Eppure senti che non puoi continuare esattamente nello stesso modo. È qui che molte persone si confondono.
Perché quando non riconosci una crisi, tendi a forzare una spiegazione:
“Dovrei essere più motivato”, “forse sono io che esagero”, “passerà”.
In realtà, spesso non stai vivendo una crisi.
Stai attraversando una soglia.
La differenza tra crisi e soglia
Una crisi rompe.
Una soglia separa.
La crisi ti costringe a fermarti perché qualcosa è crollato.
La soglia, invece, ti chiede di cambiare posizione, non di distruggere ciò che c’era prima.
Quando sei in una soglia:
- ciò che facevi prima funziona ancora, ma non ti rappresenta più
- le vecchie risposte non bastano, ma le nuove non sono ancora chiare
- non stai “male”, sei in disallineamento
È una zona intermedia.
Scomoda, silenziosa, poco riconosciuta.
Perché la soglia viene scambiata per crisi
Viviamo in una cultura che legge tutto in termini di problemi da risolvere.
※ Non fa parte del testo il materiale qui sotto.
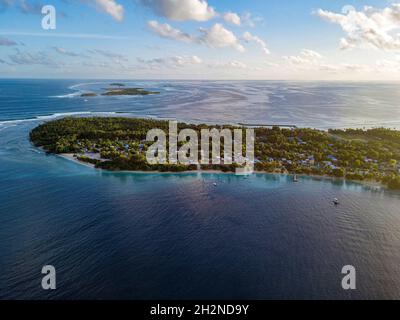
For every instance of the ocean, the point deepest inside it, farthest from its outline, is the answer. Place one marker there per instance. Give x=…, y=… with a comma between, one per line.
x=116, y=235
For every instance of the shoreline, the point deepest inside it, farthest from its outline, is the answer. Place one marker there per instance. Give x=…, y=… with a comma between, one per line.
x=366, y=183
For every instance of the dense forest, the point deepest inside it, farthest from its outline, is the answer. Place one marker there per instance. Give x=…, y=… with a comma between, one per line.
x=119, y=144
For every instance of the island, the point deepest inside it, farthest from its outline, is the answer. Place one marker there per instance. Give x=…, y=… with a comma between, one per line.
x=128, y=92
x=119, y=143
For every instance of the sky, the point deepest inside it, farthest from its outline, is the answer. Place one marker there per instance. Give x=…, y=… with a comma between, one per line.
x=201, y=39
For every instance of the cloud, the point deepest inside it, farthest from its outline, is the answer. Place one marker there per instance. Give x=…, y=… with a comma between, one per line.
x=232, y=18
x=111, y=7
x=7, y=42
x=23, y=6
x=31, y=58
x=30, y=8
x=181, y=10
x=247, y=19
x=219, y=37
x=372, y=27
x=344, y=67
x=248, y=37
x=109, y=54
x=233, y=64
x=166, y=31
x=306, y=57
x=216, y=37
x=170, y=62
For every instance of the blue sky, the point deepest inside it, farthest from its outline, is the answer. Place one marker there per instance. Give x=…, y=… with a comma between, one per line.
x=199, y=39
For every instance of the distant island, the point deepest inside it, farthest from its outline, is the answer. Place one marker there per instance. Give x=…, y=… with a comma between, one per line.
x=117, y=143
x=88, y=94
x=128, y=92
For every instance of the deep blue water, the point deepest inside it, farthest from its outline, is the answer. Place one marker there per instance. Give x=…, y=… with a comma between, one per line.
x=144, y=236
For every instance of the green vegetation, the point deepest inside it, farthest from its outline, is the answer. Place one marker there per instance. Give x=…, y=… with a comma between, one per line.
x=119, y=144
x=128, y=92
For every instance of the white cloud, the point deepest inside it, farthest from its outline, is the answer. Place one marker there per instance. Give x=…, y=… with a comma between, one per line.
x=232, y=18
x=181, y=10
x=66, y=52
x=306, y=57
x=166, y=31
x=248, y=19
x=216, y=37
x=233, y=64
x=7, y=42
x=372, y=27
x=219, y=37
x=110, y=7
x=247, y=36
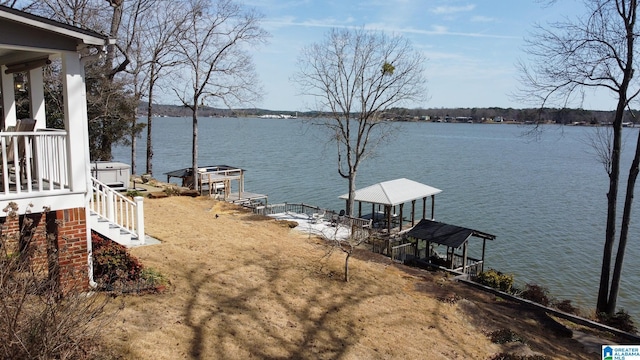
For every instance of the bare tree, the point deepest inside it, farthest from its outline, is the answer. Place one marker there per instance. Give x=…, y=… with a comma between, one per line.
x=149, y=45
x=354, y=76
x=219, y=68
x=596, y=51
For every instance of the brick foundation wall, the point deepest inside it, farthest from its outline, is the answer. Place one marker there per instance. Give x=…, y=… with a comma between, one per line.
x=72, y=247
x=54, y=243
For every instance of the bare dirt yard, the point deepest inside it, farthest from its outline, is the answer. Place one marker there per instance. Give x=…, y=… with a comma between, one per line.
x=244, y=286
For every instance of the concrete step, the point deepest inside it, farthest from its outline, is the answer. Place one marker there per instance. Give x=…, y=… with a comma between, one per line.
x=111, y=231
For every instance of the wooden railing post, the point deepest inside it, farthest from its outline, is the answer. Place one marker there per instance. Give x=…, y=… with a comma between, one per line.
x=139, y=218
x=111, y=214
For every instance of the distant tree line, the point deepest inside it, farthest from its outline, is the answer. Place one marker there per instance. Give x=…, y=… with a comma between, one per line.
x=559, y=116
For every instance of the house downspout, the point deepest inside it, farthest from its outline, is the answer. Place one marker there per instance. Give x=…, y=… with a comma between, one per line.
x=87, y=158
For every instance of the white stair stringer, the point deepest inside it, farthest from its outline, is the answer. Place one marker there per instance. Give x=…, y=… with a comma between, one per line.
x=113, y=231
x=115, y=216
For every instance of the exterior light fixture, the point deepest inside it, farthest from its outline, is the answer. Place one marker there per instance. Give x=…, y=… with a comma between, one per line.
x=18, y=82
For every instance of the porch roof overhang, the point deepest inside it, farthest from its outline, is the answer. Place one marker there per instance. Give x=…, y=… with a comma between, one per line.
x=445, y=234
x=393, y=192
x=28, y=37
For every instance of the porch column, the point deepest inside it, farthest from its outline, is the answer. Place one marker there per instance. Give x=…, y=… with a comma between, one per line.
x=75, y=121
x=36, y=97
x=8, y=98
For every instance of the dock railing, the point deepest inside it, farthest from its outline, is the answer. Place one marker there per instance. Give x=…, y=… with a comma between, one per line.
x=360, y=228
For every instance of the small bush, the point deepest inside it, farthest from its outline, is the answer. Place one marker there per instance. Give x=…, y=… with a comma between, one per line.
x=496, y=280
x=620, y=320
x=536, y=293
x=504, y=336
x=153, y=279
x=112, y=263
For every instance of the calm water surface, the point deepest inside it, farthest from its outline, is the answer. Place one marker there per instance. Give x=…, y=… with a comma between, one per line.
x=544, y=200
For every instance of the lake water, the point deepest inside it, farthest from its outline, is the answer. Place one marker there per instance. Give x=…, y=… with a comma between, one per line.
x=544, y=200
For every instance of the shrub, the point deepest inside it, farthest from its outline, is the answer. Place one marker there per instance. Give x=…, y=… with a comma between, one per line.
x=496, y=280
x=566, y=306
x=620, y=320
x=504, y=336
x=153, y=279
x=536, y=293
x=112, y=263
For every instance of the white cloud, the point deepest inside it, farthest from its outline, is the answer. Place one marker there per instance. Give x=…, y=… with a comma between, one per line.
x=439, y=29
x=452, y=9
x=480, y=18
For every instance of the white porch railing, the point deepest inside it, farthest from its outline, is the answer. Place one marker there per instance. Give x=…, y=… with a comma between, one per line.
x=118, y=209
x=34, y=162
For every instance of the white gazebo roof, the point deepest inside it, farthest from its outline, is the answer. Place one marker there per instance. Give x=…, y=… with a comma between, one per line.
x=393, y=192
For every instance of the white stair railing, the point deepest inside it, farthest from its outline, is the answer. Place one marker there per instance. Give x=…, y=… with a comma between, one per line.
x=118, y=209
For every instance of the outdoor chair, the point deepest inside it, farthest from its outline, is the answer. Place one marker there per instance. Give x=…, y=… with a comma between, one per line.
x=19, y=160
x=336, y=219
x=317, y=218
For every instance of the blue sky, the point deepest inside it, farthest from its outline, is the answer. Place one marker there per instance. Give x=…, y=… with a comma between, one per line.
x=471, y=47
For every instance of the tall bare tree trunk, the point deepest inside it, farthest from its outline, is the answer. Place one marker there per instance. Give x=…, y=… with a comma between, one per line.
x=194, y=147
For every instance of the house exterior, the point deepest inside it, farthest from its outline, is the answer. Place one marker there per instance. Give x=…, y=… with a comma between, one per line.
x=45, y=175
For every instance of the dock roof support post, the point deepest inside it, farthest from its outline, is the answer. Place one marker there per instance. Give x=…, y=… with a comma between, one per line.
x=464, y=258
x=413, y=212
x=484, y=243
x=433, y=207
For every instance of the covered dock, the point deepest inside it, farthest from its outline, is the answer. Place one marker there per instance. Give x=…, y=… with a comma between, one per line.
x=454, y=238
x=388, y=196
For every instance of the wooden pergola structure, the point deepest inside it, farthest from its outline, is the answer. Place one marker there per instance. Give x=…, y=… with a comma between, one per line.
x=454, y=238
x=392, y=194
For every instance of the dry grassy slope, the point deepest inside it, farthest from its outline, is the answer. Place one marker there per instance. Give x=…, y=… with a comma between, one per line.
x=245, y=287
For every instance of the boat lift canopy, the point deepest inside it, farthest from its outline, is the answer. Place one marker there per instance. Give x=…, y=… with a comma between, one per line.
x=392, y=193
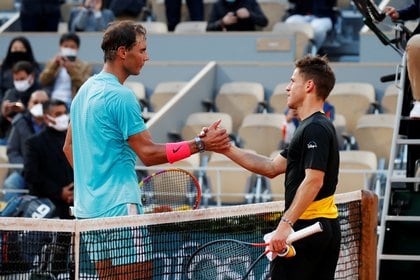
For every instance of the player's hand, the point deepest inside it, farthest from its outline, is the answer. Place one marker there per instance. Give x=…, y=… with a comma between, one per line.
x=67, y=193
x=278, y=241
x=215, y=138
x=229, y=19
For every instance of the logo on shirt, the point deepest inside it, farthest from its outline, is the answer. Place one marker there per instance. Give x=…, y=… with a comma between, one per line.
x=312, y=145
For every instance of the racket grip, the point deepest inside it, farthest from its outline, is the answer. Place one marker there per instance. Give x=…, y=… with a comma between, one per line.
x=289, y=252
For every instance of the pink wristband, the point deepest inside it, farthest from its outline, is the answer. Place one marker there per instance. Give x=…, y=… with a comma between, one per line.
x=177, y=151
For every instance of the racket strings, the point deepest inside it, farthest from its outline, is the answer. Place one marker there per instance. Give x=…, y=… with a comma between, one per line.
x=170, y=190
x=220, y=260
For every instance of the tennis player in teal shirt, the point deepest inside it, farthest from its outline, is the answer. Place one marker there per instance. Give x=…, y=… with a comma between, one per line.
x=105, y=134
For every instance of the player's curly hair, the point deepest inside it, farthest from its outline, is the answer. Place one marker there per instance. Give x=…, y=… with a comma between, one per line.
x=317, y=69
x=120, y=34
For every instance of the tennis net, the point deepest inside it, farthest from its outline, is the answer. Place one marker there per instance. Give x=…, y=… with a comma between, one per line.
x=157, y=246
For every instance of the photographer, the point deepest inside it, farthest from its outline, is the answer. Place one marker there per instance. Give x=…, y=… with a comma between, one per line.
x=65, y=73
x=236, y=15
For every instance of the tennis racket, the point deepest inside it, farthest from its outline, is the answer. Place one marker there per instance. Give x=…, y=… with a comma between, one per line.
x=233, y=259
x=171, y=189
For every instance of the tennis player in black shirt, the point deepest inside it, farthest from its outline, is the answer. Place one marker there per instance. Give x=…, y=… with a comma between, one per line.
x=311, y=165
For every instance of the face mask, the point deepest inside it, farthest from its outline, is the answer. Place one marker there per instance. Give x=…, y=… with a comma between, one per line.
x=69, y=53
x=22, y=85
x=61, y=122
x=18, y=56
x=37, y=111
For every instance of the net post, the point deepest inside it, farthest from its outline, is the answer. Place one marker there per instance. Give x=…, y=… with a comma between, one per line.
x=369, y=207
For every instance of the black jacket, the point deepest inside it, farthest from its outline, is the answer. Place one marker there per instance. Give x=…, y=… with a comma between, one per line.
x=46, y=169
x=319, y=8
x=221, y=8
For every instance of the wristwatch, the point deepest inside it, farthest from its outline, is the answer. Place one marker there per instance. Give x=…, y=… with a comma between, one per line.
x=199, y=144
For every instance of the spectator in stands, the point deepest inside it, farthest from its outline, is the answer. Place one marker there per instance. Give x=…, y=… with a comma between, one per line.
x=19, y=49
x=40, y=15
x=127, y=9
x=411, y=12
x=173, y=11
x=24, y=125
x=46, y=169
x=319, y=13
x=311, y=165
x=92, y=16
x=107, y=132
x=16, y=99
x=236, y=15
x=65, y=73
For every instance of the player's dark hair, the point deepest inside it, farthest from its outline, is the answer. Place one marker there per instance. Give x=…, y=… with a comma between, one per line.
x=316, y=68
x=120, y=34
x=70, y=37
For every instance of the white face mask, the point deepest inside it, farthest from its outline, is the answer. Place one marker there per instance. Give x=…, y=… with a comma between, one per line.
x=61, y=122
x=37, y=111
x=23, y=85
x=69, y=53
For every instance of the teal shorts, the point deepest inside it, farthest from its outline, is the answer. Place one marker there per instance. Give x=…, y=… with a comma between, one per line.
x=120, y=245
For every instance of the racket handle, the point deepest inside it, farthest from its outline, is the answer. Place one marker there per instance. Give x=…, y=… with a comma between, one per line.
x=289, y=252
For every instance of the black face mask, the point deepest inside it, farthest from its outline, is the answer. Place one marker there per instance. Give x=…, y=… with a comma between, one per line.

Se qualcosa non va, dev’esserci per forza un errore, un blocco, una mancanza.
La soglia invece non è un errore.
È un passaggio.
Ma siccome non ha sintomi eclatanti, viene spesso interpretata male:
- come perdita di motivazione
- come confusione
- come insoddisfazione cronica
Così cerchiamo soluzioni sbagliate per una domanda giusta.
Cosa succede se ignori una soglia
Ignorare una soglia non la elimina. La rende più lunga.
Se continui a trattarla come una crisi da “aggiustare”, rischi di:
- irrigidirti nelle stesse scelte
- forzare decisioni premature
- aspettare segnali esterni che non arrivano
La soglia non chiede azione immediata.
Chiede lettura.
Attraversare una soglia non significa cambiare tutto
Uno degli errori più comuni è pensare che riconoscere una soglia significhi dover rivoluzionare la propria vita.
Non è così.
Una soglia non ti chiede di scegliere subito.
Ti chiede di stare nel passaggio abbastanza a lungo da capirlo.
A volte attraversarla significa:
- ridefinire un criterio
- cambiare il modo in cui prendi decisioni
- accettare che una fase è finita, senza sapere ancora cosa viene dopo
È un lavoro sottile, non spettacolare.
Dare un nome al momento che stai vivendo
Molte persone non hanno bisogno di soluzioni immediate.
Hanno bisogno di dare un nome corretto a ciò che stanno attraversando.
Se continui a chiamare “crisi” ciò che in realtà è una soglia, finirai per cercare risposte sbagliate a domande giuste.
Riconoscere una soglia non risolve tutto. Ma cambia il modo in cui ti muovi dentro quel momento.
E spesso, è già abbastanza per smettere di forzare.